They’ve heard it all before. Half are home-schooled. They’re fluent in Hebrew; Leviticus is their favorite book; and they have a well-articulated position on the authorship of Isaiah.
It’s easy to be intimidated by living lexicons, but biblical brainiacs represent a huge ministry challenge–and our largest spiritual dividend, if we choose to invest.
They may seem arrogant and unteachable, but we need to discover why. They’ve come to assume the way to earn God’s affection is meticulously “to get it all right” instead of building a relationship by expressing a heart of worship. They believe God primarily is concerned with external appearance and behavioral conformity. For all they know about the Bible, they’ve missed the fact the gospel is deeply relational.
Common Characteristics
Before writing off over-churched kids, let’s look at a few reasons their spirituality is skewed.
Apathy: Their lack of spiritual energy stems from the fact most are living a secondhand faith. They haven’t made it their own, and parents often intrusively download their theological biases, anxieties and demands on their children. Many kids detach emotionally from the matter in order to counteract the influence of their parents, who are driven by fear or pride.
Behavioral Compliance: Sin is outlined in behavioral terms: no sex, smoking, swearing, etc. When that path is followed to its conclusion, a person will believe spiritual maturity is marked by “doing right things right.” Scripture calls us to holiness, but when distorted, holiness is a prerequisite to relationship rather than the spontaneous response of a heart that is deeply in love with Jesus.
Cynicism: To distrust the good seen in others. Kids raised in church often are spiritually cynical because they’ve seen the gap between the talk and the walk in their friends, parents and even highly visible spiritual leaders. They get the sense faith isn’t working for anyone, that it really doesn’t impact life at a deep and meaningful level. Their own experience of recommitting their lives to Jesus around a retreat campfire resulted in only a two-week blip on their spiritual trajectory.
Doubt: Tough questions are not welcome; and if they are raised, they elicit pat answers. Too often kids have no place to wrestle with their faith and the mysteries of a God who doesn’t fit neatly into the often cryptic Book that He gave us. For many, expressing doubt is too terrifying to discuss.
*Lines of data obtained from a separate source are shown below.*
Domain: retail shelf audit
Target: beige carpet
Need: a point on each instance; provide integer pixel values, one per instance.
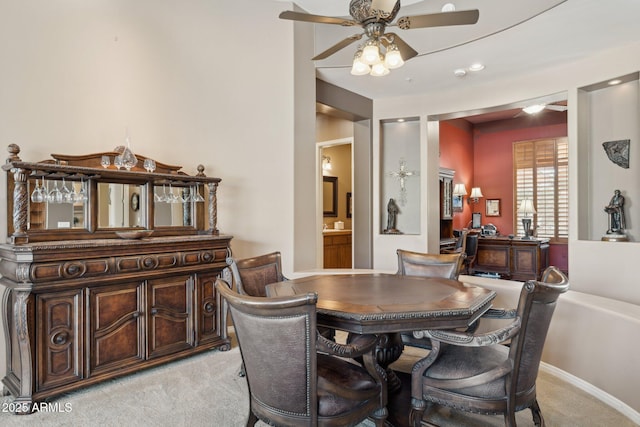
(205, 390)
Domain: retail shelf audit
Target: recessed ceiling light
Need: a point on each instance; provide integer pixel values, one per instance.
(534, 109)
(459, 72)
(448, 7)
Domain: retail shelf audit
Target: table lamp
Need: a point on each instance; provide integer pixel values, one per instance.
(526, 209)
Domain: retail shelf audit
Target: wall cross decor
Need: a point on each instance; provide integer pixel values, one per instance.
(402, 174)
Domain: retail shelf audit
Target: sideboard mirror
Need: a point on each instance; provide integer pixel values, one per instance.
(83, 197)
(121, 205)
They’ve been taught what to think, not how to think.
A-B-C-D Spells Faith
In the alphabet used by too many kids to spell out their faith we also could talk about Egocentrism, Fear, Grumbling, Hypocrisy, Isolation, Judgmental Know-it-alls, Legalism and More. Instead, let me suggest a few reasons why investing in these kids should be a critical ministry priority.
• Most of the theological distortions these kids live with are not their making. The majority live out an adolescent version of the values modeled for them.
• Failure to invest in young lives reinforces and perpetuates a pattern that must be challenged as a blatant distortion of the heart of the gospel.
• There is power in the knowledge these kids possess; if we can find ways to connect their saturated heads with their dry hearts, the potential for deep intimacy with Christ and rich effectiveness is immense.
Maybe it’s time for an attitude adjustment for kids who really need to see Jesus for the first time.